Fiscal stimulus not on table - Alexander
BIRMINGHAM, England (Reuters) - The government is not even discussing a retreat from its aggressive programme of budget austerity, Treasury Minister Danny Alexander said on Wednesday, dismissing reports some ministers are pushing for fiscal stimulus for the economy.
British media reported late on Tuesday that some ministers in the cabinet had raised the prospect of spending an extra 5 billion pounds on infrastructure to boost growth.
"That's not the conversation that is going on. The conversation that is going on is about how do we make the best of the money that we have set aside," he told Reuters on the sidelines of his Liberal Democratic party conference.
"The supply side reform agenda that we do have, to do with planning, regulation, skills, infrastructure, if we get them right and deliver what we said ... can help over time to raise the potential of the UK economy," he said.
Even tentative proposals for more spending would be the first crack in the government's resolve to stick to a path of searing budget cutbacks that have gained financial markets' favour but left it open to criticism that it was going too fast and giving the economy no chance to grow.
Alexander said the focus was rather on business-friendly measures to help the private sector and on delivering infrastructure projects on time would help Britain ride out a rocky road to recovery.
He said the government was "leaving no stone unturned" to identify extra measures that could help companies, he said.
The government has already announced an acceleration of key infrastructure projects and is reviewing further measures to help business grow while keeping to its four-year austerity plan.
"In the end this recovery is going to be led by the private sector, that's the only way we can get the economic growth that we want," Alexander said.
Economists have highlighted the threat that some companies and sectors may never recovery sufficiently to deliver the growth needed to eliminate the deficit on the government's timetable.
Any new growth plans are expected to be announced in late November when the Office for Budget Responsibility publishes its latest set of forecasts.
Those figures are expected to indicate a worsening outlook after the IMF cut its forecasts for Britain on Tuesday and said the coalition should slow its spending cuts if growth turned weaker.
John Cridland, head of the CBI business lobby, said the government should work with the private sector to get capital projects moving.
Alexander said the IMF figures reflected his opinion that Britain faced "a long and slow road to recovery" and said the government's policy remained correct.
"My view (on the economy) has not changed as a result of the IMF figures," he said.
"We have the right stance.
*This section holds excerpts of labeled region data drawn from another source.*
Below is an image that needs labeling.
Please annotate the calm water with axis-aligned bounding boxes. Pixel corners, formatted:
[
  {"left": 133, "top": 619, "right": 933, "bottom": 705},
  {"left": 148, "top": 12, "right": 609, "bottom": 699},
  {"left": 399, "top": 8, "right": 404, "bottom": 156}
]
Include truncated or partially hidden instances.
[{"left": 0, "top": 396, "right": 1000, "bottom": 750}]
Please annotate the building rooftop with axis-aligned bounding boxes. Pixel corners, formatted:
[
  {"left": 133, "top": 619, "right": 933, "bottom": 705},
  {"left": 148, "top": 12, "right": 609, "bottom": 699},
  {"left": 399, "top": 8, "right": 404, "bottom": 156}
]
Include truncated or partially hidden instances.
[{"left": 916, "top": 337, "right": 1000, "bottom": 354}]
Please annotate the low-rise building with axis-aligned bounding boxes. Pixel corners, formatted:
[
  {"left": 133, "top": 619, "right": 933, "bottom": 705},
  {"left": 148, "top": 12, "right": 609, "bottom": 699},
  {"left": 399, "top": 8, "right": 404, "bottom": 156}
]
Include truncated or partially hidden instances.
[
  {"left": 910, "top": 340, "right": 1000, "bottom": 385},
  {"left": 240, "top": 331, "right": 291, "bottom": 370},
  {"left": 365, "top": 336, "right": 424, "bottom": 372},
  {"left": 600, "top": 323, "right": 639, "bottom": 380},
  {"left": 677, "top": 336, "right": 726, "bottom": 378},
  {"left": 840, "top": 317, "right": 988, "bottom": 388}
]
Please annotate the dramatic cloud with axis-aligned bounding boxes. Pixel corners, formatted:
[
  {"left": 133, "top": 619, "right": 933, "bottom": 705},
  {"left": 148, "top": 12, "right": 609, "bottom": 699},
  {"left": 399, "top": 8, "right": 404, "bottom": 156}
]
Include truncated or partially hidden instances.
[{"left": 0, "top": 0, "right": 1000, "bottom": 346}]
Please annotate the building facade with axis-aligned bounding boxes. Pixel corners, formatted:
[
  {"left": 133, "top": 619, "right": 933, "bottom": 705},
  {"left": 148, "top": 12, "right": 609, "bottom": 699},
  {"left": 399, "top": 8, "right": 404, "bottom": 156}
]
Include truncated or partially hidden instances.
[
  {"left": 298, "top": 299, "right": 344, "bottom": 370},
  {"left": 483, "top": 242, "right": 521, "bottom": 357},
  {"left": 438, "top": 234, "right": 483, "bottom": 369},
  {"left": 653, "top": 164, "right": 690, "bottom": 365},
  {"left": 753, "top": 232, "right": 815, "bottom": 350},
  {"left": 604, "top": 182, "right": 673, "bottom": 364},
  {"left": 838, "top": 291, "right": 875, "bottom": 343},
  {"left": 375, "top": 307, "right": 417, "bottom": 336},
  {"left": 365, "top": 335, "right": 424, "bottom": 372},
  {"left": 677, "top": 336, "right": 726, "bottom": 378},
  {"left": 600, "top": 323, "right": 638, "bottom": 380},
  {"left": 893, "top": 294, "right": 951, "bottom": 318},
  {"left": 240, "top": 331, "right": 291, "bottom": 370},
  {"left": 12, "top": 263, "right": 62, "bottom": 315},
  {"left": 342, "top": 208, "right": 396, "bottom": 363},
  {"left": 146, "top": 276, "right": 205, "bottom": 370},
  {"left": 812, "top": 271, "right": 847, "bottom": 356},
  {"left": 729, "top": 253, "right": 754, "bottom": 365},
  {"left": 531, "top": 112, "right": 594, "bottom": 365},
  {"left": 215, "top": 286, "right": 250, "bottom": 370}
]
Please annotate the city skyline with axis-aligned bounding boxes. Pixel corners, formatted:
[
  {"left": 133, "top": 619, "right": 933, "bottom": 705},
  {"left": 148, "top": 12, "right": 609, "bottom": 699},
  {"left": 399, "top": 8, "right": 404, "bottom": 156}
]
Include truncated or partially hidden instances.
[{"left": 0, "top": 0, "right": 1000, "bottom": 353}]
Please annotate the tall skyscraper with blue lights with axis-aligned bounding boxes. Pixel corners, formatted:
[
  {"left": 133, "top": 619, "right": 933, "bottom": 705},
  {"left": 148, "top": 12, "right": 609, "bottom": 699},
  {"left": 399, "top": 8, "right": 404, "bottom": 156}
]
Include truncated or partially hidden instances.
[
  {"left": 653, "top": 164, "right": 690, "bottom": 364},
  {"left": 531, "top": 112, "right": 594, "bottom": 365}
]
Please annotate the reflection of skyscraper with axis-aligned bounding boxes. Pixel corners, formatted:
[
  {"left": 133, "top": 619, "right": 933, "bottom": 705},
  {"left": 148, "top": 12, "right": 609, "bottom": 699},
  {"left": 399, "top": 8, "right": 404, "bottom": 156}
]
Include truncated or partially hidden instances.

I agree with the IMF that Britain's policy stance is appropriate, that we should stick to the plans that we have set out, that's what Christine Lagarde, head of the IMF said, when she was in the UK ..... and that's what we're doing."
He rejected calls from the opposition Labour party to relax the spending cuts to boost the economy, which has barely grown since last September.
"People think there is some magic wand that government can wave, just borrow a bit more and spend a bit more, and suddenly everything will be OK," he said.
"We are recovering from the deepest recession that this country has seen for many decades, a financial crisis, we have a huge debt overhang in this country, and in those circumstances there is no easy answer to those problems."